Jaime Frías

Personal information
- Full name: Jaime Jr. Frías Flores
- Date of birth: 18 February 1993 (age 33)
- Place of birth: Los Angeles, California, United States
- Height: 1.82 m (6 ft 0 in)
- Position: Centre back

Youth career
- 2008–2013: Guadalajara

Senior career*
- Years: Team / Apps / (Gls)
- 2013: Guadalajara C / 1 / (0)
- 2013: Chivas Rayadas / 2 / (0)
- 2013–2016: Guadalajara / 0 / (0)
- 2013: → Chivas USA (loan) / 4 / (0)
- 2014–2015: → Indy Eleven (loan) / 37 / (2)
- 2016: Guadalajara Premier / 11 / (0)
- 2016–2017: Pioneros de Cancún / 24 / (3)
- 2018–2019: Atlético San Luis / 0 / (0)
- 2019–2020: Alacranes de Durango / 22 / (0)
- 2020–2022: Furia Roja / 0 / (0)

= Jaime Frías =

American-born Mexican footballer (born 1993)

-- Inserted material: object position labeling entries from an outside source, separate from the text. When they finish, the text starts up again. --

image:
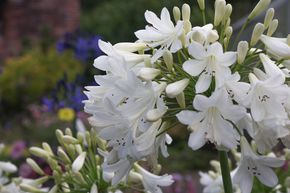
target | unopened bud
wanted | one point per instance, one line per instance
(174, 89)
(185, 12)
(39, 152)
(148, 74)
(35, 167)
(30, 188)
(220, 7)
(272, 27)
(257, 32)
(168, 59)
(70, 140)
(79, 162)
(259, 8)
(269, 17)
(176, 13)
(243, 48)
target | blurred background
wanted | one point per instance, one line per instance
(47, 48)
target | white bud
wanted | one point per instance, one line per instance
(79, 162)
(35, 166)
(176, 13)
(154, 114)
(259, 8)
(272, 27)
(147, 74)
(269, 17)
(220, 7)
(185, 12)
(228, 12)
(229, 31)
(94, 189)
(174, 89)
(168, 59)
(243, 48)
(257, 32)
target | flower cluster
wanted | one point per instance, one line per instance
(193, 75)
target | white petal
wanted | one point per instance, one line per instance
(194, 67)
(203, 83)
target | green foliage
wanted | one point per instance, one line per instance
(117, 20)
(27, 78)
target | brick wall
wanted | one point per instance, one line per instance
(27, 19)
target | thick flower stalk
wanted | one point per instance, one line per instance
(176, 73)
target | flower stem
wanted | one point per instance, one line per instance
(227, 181)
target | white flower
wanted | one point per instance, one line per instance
(211, 123)
(209, 62)
(151, 182)
(162, 33)
(202, 35)
(266, 98)
(253, 165)
(277, 46)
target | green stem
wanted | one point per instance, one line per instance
(227, 181)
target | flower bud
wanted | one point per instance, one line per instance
(242, 50)
(39, 152)
(168, 59)
(185, 12)
(176, 13)
(257, 32)
(79, 162)
(148, 74)
(70, 140)
(269, 17)
(228, 12)
(94, 189)
(259, 8)
(35, 166)
(220, 7)
(272, 27)
(30, 188)
(63, 156)
(201, 4)
(174, 89)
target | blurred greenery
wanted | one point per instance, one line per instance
(25, 79)
(117, 20)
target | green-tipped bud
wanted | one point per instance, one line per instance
(70, 140)
(181, 99)
(243, 48)
(79, 178)
(79, 162)
(29, 188)
(63, 156)
(35, 167)
(260, 7)
(53, 189)
(39, 152)
(228, 12)
(68, 132)
(187, 26)
(201, 4)
(47, 148)
(168, 59)
(272, 27)
(229, 31)
(59, 136)
(148, 74)
(257, 32)
(176, 14)
(175, 88)
(220, 7)
(185, 12)
(269, 17)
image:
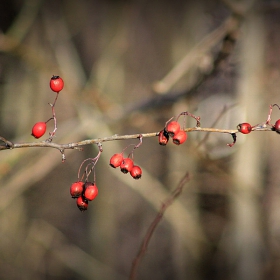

Jaime Jr. Frías Flores (born 8 February 1993) is an American-born Mexican footballer who is currently plays as a defender in Alacranes de Durango, on loan from Atlético San Luis.

==Career==
After several years playing for Guadalajara's youth and reserve teams, Frías joined Chivas USA on loan on July 18, 2013.

After spending the entire 2014 preseason training with Indy Eleven, Frias joined the Indianapolis-based NASL side for a season-long loan on April 8, 2014. After a successful season in Indy Eleven, he returned to Guadalajara to compete for a chance to play for the first team by playing in the club's third division side, Guadalajara Premier.